Instantiation eight:Using 3- (4- (propyl group) benzene) -1- phenyl propyl- 2- alkynes -1- ketone and the silver synthesis of fluoroform sulfane alcohol 3- (4- (propyl group) benzene) -2- ((trifluoromethyl) sulphur) -1H- 1-Indanones;
By raw material A, raw material B, potassium peroxydisulfate, HMPA is 1 in molar ratio:1.5:3:0.1 weighs, wherein(A)Compound is 0.1 mmol.Reaction solution uses DMSO, by reaction system 80oStirring reaction 12 hours under C.Reaction cools down after terminating, and uses Saturated sodium-chloride water solution, which is washed, to be cleaned, and anhydrous sodium sulfate water removal, short silicagel column filters, and filtrate revolving, removes potassium peroxydisulfate, Solvent is removed, residue silica gel column chromatography, petroleum ether elution, TLC detections, merges the efflux containing product, rotary evaporation Solvent is distilled off in instrument, and vacuum drying obtains the target product of brown color, yield 89%, purity 99.1%(HPLC).Nuclear-magnetism is total to Vibration wave is composed:1H NMR (500 MHz, CDCl3) δ 7.66 (d, J = 6.9 Hz, 1H), 7.55 (d, J = 8.0 Hz, 2H), 7.42 (ddd, J = 19.9, 13.5, 7.8 Hz, 4H), 7.29 (d, J = 7.2 Hz, 1H), 2.76 – 2.67 (m, 2H), 1.73 (dd, J = 15.1, 7.5 Hz, 2H), 1.00 (t, J = 7.3 Hz, 3H).13C NMR (125 MHz, CDCl3) δ 192.13, 170.00, 146.37, 143.40, 133.62, 130.86 (d, J = 17.3 Hz), 128.87 , 128.82(q,J =310,1C,SCF3), 128.62, 128.07, 123.67, 123.23, 117.13, 38.09, 24.25, 13.86.19F NMR (471 MHz, CDCl3) δ -40.29 (s).。
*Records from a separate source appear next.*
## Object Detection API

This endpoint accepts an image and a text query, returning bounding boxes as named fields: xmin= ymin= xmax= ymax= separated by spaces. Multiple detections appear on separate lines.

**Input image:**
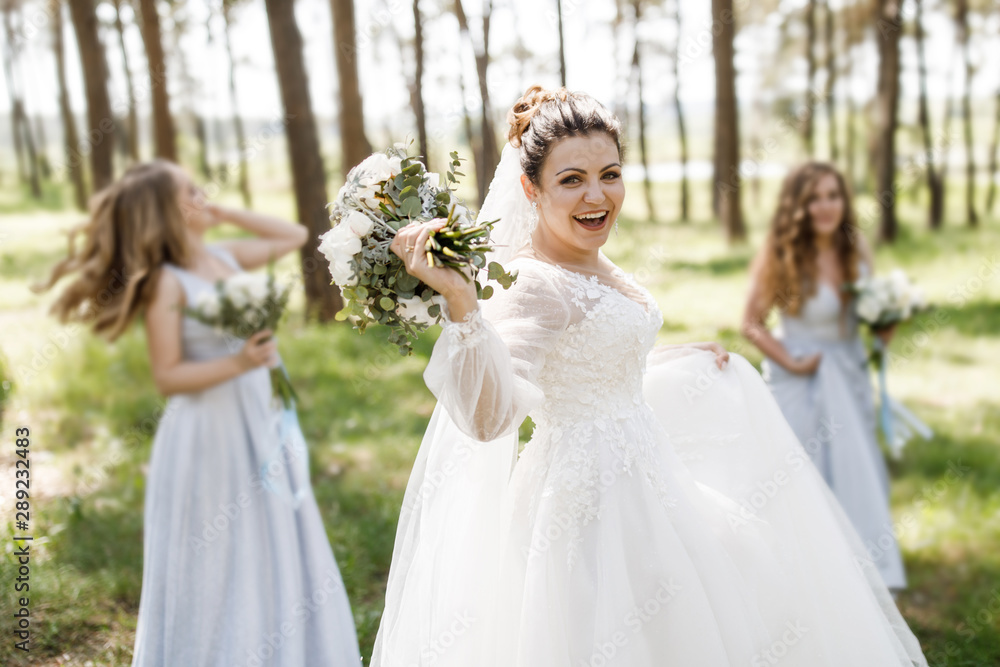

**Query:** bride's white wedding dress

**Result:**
xmin=372 ymin=256 xmax=927 ymax=667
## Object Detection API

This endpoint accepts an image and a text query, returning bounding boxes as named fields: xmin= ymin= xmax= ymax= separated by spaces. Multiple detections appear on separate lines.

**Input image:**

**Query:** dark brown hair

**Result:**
xmin=507 ymin=85 xmax=625 ymax=185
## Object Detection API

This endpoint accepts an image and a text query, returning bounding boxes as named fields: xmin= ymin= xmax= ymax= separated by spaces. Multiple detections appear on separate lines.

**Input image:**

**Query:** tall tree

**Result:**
xmin=112 ymin=0 xmax=139 ymax=162
xmin=802 ymin=0 xmax=816 ymax=157
xmin=632 ymin=0 xmax=656 ymax=221
xmin=332 ymin=0 xmax=372 ymax=175
xmin=69 ymin=0 xmax=115 ymax=190
xmin=3 ymin=0 xmax=42 ymax=199
xmin=170 ymin=5 xmax=212 ymax=179
xmin=823 ymin=0 xmax=840 ymax=163
xmin=556 ymin=0 xmax=566 ymax=88
xmin=455 ymin=0 xmax=500 ymax=205
xmin=264 ymin=0 xmax=342 ymax=322
xmin=986 ymin=83 xmax=1000 ymax=214
xmin=955 ymin=0 xmax=979 ymax=227
xmin=222 ymin=0 xmax=253 ymax=208
xmin=411 ymin=0 xmax=431 ymax=167
xmin=712 ymin=0 xmax=746 ymax=243
xmin=875 ymin=0 xmax=902 ymax=243
xmin=49 ymin=0 xmax=87 ymax=211
xmin=671 ymin=0 xmax=690 ymax=222
xmin=137 ymin=0 xmax=177 ymax=162
xmin=913 ymin=0 xmax=944 ymax=229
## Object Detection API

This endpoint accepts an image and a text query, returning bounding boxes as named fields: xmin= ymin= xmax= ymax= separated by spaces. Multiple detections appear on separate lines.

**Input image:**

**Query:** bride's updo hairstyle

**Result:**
xmin=507 ymin=85 xmax=625 ymax=185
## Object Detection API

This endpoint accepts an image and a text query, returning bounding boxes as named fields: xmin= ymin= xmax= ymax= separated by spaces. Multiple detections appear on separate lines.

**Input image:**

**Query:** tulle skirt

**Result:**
xmin=132 ymin=369 xmax=361 ymax=667
xmin=372 ymin=351 xmax=926 ymax=667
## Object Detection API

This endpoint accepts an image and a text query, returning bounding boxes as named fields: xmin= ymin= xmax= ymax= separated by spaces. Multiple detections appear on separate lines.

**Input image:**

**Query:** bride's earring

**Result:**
xmin=528 ymin=201 xmax=538 ymax=238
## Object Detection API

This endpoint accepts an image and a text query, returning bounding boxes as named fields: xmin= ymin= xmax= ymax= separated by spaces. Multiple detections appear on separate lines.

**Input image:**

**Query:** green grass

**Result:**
xmin=0 ymin=177 xmax=1000 ymax=666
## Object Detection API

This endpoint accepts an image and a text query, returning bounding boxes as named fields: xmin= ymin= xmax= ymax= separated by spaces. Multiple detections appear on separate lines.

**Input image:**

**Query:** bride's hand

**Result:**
xmin=692 ymin=342 xmax=729 ymax=371
xmin=389 ymin=218 xmax=476 ymax=321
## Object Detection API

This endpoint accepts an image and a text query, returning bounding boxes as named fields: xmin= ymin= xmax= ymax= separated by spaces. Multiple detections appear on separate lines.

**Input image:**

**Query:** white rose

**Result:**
xmin=340 ymin=211 xmax=374 ymax=239
xmin=194 ymin=289 xmax=221 ymax=319
xmin=396 ymin=294 xmax=444 ymax=325
xmin=319 ymin=223 xmax=361 ymax=287
xmin=358 ymin=153 xmax=392 ymax=182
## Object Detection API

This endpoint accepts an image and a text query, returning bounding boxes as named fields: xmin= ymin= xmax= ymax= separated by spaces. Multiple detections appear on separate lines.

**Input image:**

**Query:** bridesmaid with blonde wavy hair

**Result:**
xmin=41 ymin=160 xmax=360 ymax=667
xmin=743 ymin=162 xmax=906 ymax=589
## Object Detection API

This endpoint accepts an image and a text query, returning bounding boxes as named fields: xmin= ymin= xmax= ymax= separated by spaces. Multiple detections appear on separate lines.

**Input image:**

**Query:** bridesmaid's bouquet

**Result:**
xmin=851 ymin=269 xmax=933 ymax=458
xmin=319 ymin=144 xmax=516 ymax=354
xmin=850 ymin=269 xmax=930 ymax=368
xmin=184 ymin=270 xmax=298 ymax=409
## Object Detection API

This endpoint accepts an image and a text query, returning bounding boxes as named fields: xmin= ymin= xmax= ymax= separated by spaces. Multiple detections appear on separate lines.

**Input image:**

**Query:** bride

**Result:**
xmin=372 ymin=86 xmax=927 ymax=667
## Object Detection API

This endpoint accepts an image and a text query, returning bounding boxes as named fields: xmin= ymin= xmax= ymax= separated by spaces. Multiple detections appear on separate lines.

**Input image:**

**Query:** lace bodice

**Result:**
xmin=425 ymin=257 xmax=663 ymax=440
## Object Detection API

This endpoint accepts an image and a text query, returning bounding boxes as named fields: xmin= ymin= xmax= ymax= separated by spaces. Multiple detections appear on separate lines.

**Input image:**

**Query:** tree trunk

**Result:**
xmin=632 ymin=0 xmax=656 ymax=222
xmin=956 ymin=0 xmax=979 ymax=227
xmin=69 ymin=0 xmax=115 ymax=190
xmin=264 ymin=0 xmax=342 ymax=322
xmin=560 ymin=0 xmax=566 ymax=88
xmin=139 ymin=0 xmax=177 ymax=162
xmin=986 ymin=90 xmax=1000 ymax=215
xmin=875 ymin=0 xmax=902 ymax=243
xmin=332 ymin=0 xmax=372 ymax=176
xmin=914 ymin=0 xmax=944 ymax=229
xmin=222 ymin=1 xmax=253 ymax=208
xmin=412 ymin=0 xmax=431 ymax=169
xmin=802 ymin=0 xmax=816 ymax=158
xmin=113 ymin=0 xmax=139 ymax=162
xmin=712 ymin=0 xmax=746 ymax=243
xmin=49 ymin=0 xmax=87 ymax=211
xmin=823 ymin=0 xmax=840 ymax=164
xmin=455 ymin=0 xmax=500 ymax=206
xmin=673 ymin=0 xmax=690 ymax=222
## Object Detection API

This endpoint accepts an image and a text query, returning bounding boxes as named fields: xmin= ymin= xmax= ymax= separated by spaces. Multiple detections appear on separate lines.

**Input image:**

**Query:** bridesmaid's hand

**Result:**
xmin=691 ymin=342 xmax=729 ymax=371
xmin=788 ymin=352 xmax=823 ymax=375
xmin=236 ymin=329 xmax=278 ymax=371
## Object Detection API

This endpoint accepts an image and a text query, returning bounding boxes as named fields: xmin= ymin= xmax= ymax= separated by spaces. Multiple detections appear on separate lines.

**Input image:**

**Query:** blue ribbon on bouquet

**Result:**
xmin=260 ymin=363 xmax=309 ymax=509
xmin=874 ymin=336 xmax=934 ymax=459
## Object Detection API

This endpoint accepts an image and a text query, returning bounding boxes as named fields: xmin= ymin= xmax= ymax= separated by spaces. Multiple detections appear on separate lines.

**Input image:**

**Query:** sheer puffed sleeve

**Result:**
xmin=424 ymin=260 xmax=570 ymax=441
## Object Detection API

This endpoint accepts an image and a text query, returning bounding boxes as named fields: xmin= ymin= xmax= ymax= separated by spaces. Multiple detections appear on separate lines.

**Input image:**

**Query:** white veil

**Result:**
xmin=476 ymin=142 xmax=531 ymax=268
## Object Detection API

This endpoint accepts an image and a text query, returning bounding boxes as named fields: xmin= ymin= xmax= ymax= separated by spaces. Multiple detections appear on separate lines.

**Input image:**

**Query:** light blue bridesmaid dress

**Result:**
xmin=132 ymin=246 xmax=361 ymax=667
xmin=762 ymin=263 xmax=906 ymax=589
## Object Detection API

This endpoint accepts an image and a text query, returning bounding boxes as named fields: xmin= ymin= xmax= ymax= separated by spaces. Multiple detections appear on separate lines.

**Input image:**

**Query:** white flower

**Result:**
xmin=396 ymin=294 xmax=444 ymax=325
xmin=194 ymin=289 xmax=221 ymax=319
xmin=355 ymin=153 xmax=392 ymax=184
xmin=858 ymin=293 xmax=882 ymax=323
xmin=319 ymin=223 xmax=361 ymax=287
xmin=340 ymin=211 xmax=375 ymax=239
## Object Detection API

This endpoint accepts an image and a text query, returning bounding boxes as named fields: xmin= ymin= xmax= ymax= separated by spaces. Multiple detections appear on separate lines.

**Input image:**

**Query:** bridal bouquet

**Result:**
xmin=184 ymin=271 xmax=298 ymax=409
xmin=851 ymin=269 xmax=933 ymax=458
xmin=319 ymin=144 xmax=516 ymax=354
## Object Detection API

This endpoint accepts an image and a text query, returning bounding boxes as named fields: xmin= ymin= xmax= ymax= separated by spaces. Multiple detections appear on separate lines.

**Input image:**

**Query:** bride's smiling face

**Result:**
xmin=521 ymin=132 xmax=625 ymax=252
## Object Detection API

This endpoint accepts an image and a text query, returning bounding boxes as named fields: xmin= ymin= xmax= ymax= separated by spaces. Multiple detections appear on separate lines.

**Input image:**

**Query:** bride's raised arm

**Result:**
xmin=424 ymin=262 xmax=570 ymax=442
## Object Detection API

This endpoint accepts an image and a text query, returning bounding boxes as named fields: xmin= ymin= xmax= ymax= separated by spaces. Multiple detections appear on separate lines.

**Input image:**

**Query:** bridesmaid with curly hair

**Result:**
xmin=743 ymin=162 xmax=906 ymax=589
xmin=37 ymin=160 xmax=361 ymax=667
Instantiation nine:Using 3- (4- (butyl) benzene) -1- phenyl propyl- 2- alkynes -1- ketone and the silver synthesis of fluoroform sulfane alcohol 3- (4- (butyl) benzene) -2- ((trifluoromethyl) sulphur) -1H- 1-Indanones;
By raw material A, raw material B, potassium peroxydisulfate, HMPA is 1 in molar ratio:1.5:3:0.1 weighs, wherein(A)Compound is 0.1 mmol.Reaction solution uses DMSO, by reaction system 80oStirring reaction 12 hours under C.Reaction cools down after terminating, and uses Saturated sodium-chloride water solution, which is washed, to be cleaned, and anhydrous sodium sulfate water removal, short silicagel column filters, and filtrate revolving, removes potassium peroxydisulfate, Solvent is removed, residue silica gel column chromatography, petroleum ether elution, TLC detections, merges the efflux containing product, rotary evaporation Solvent is distilled off in instrument, and vacuum drying obtains the target product of brown color, yield 88%, purity 99.1%(HPLC).Nuclear-magnetism is total to Vibration wave is composed:1H NMR (500 MHz, CDCl3) δ 7.58 (d, J = 6.8 Hz, 1H), 7.47 (d, J = 8.0 Hz, 2H), 7.34 (ddd, J = 19.9, 13.4, 7.8 Hz, 4H), 7.21 (d, J = 7.1 Hz, 1H), 2.69 – 2.59 (m, 2H), 1.69 – 1.57 (m, 2H), 1.42 – 1.29 (m, 2H), 0.90 (t, J = 7.4 Hz, 3H).13C NMR (125 MHz, CDCl3) δ 191.11, 168.98, 145.58, 142.38, 132.59, 129.91, 129.76, ,127.79(q,J =308,1C,SCF3) ,127.79, 127.61, 127.00 , 122.20, 122.05, 116.11, 34.72, 32.27, 21.40, 12.91.19F NMR (471 MHz, CDCl3) δ -40.29 (s).。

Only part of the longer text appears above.